# Biting and growling !



## Carly85 (Jun 4, 2020)

Hi im looking for some advice. We have a beautiful 11 week old pup called ernie. We absolutely adore him but his biting is unbelievable  he will start playing lovely then just geta so out of hand that nothing snaps him out of it. He goes for feet, shoes and trouser legs and once he has hold he just wont let go. We have treats on us all the time and toys to get his attention off of us but it very rarely works. If we leave the room he will bark constantly and will not stop until we go back in. He has a crate and has slept in there from the day we got him, and toilet training is pretty much done. He goes to the back door for us to let him out. Im just a bit stuck on what else i can try. Any advice welcome!


----------



## Huggytree (Apr 21, 2020)

Ours was a horrible nipper too. He was out of control with my youngest daughter. When he’d bite we’d hold his mouth closed and say no bite. After a couple of months one day it just stopped. He grew out of it. It’s a stage. He seemed to go after the smaller kids vs adults w this issue. Maybe figuring out where he belonged in the pecking order?
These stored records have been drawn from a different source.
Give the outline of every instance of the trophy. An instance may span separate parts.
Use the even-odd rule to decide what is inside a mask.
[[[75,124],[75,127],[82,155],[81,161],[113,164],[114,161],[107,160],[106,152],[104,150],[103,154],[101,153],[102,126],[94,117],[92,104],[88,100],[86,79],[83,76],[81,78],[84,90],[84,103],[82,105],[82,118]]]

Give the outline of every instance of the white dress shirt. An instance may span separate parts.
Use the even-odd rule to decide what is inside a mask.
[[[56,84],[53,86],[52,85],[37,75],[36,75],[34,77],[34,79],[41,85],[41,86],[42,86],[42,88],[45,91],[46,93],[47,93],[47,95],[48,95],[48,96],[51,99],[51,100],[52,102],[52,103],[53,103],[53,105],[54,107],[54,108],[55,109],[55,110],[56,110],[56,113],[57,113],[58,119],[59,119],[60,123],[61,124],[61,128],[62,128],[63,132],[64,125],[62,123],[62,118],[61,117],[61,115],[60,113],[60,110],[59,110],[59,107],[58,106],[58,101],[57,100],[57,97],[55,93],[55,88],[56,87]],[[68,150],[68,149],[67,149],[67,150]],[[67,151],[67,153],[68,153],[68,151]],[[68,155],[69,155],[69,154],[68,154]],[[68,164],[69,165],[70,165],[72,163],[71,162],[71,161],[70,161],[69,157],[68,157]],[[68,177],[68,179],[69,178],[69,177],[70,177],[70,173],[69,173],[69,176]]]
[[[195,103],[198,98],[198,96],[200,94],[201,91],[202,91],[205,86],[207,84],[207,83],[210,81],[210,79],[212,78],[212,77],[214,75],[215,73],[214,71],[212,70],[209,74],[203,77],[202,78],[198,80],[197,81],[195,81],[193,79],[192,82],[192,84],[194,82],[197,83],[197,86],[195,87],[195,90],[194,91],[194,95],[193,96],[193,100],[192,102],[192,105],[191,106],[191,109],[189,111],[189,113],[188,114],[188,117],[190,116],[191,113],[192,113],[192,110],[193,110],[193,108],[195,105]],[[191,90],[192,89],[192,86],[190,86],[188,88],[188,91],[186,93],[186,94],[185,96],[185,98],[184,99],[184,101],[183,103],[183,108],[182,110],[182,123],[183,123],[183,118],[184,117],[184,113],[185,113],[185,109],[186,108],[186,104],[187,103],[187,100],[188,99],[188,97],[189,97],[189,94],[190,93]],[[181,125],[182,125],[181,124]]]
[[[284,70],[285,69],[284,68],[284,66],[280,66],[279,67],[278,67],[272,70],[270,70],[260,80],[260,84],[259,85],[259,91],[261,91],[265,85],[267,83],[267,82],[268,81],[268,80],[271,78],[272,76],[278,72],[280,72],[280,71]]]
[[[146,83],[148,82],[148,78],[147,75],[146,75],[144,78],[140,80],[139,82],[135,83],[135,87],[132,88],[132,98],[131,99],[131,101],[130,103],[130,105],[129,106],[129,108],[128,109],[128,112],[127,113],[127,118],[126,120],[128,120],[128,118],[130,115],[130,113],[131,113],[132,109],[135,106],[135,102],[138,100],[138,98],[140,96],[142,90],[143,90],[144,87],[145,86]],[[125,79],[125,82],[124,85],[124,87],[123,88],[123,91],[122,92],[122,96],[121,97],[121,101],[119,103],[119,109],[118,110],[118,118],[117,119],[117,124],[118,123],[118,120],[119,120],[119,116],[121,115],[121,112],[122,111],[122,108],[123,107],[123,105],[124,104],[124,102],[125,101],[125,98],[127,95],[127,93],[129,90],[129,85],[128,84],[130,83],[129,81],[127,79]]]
this phase was significantly worse with our V than our last German shepherd, so maybe it’s part of the breed


----------



## shaunag (May 17, 2020)

Our female V was the same way. She is 3 years old now. We have a 12 week old male V now as well and he is not near as bad as she was. They are a very mouthy breed...mine always want to have something in their mouth as puppies. I agree it's a stage..but my female got much worse with biting when she was overly tired or stimulated. She had a really hard time calming herself down. i would have to lay with her and make her settle until she calmed down..which didn't bother me😊 Truly in love my V's good luck!


----------



## epecorin (Jul 4, 2015)

Our first Vizsla was a bad. He would tear my husbands sweatshirts. He was also a digger. Our backyard looked like a moonscape. He tore out all my rose bushes! Our second V was not nearly as bad. Like the previous comment says, they are very mouthy dogs. As both of mine got older, I could stick my hand in their mouth with no fear of being bitten. I know its tough, but he will grow out of it. Hang in there.


----------



## gunnr (Aug 14, 2009)

Finn was absolutely horrible!!! The worst of all the V's I've owned. My hands and wrists looked like I dragged them through barbed wire some days. Thankfully he just sort of got over it. There times I thought thatI was going to have buy a soft muzzle!
Now he does "grab" occasionally, which is still very much unacceptable, and were working on it with him. The "grabby" part is also inhibiting his finish to retrieve, He likes to "wrestle" with the retrieve at the hand, but we'll sort that out on the training table. That's a big fault for a hunting dog, so it has to stop.
A dog should never put it's teeth on a person, or jump up, in my opinion.


----------



## Carly85 (Jun 4, 2020)

Thankyou for the replies, i thought it was just ernie! Hes the most adorable dog and loves to have a cuddle 🥰 we are also working on the jumping up all the time. Thankyou 😊


----------



## Huggytree (Apr 21, 2020)

To stop jumping say down or off and spray him in the face w a water bottle . Works pretty good. Mine likes to jump
Counters still. So expect it for many many more months


----------



## PhilipL (Sep 28, 2018)

The well known Vizsla 'sharkies', your pup should grow out of this stage eventually, my boy Rafa stopped I think around the 16 weeks to 20 weeks old time. Never drew blood, but those nips! Our breeder told us to expect them as a young pup and that it is their puppy way of communicating with their litter mates.


----------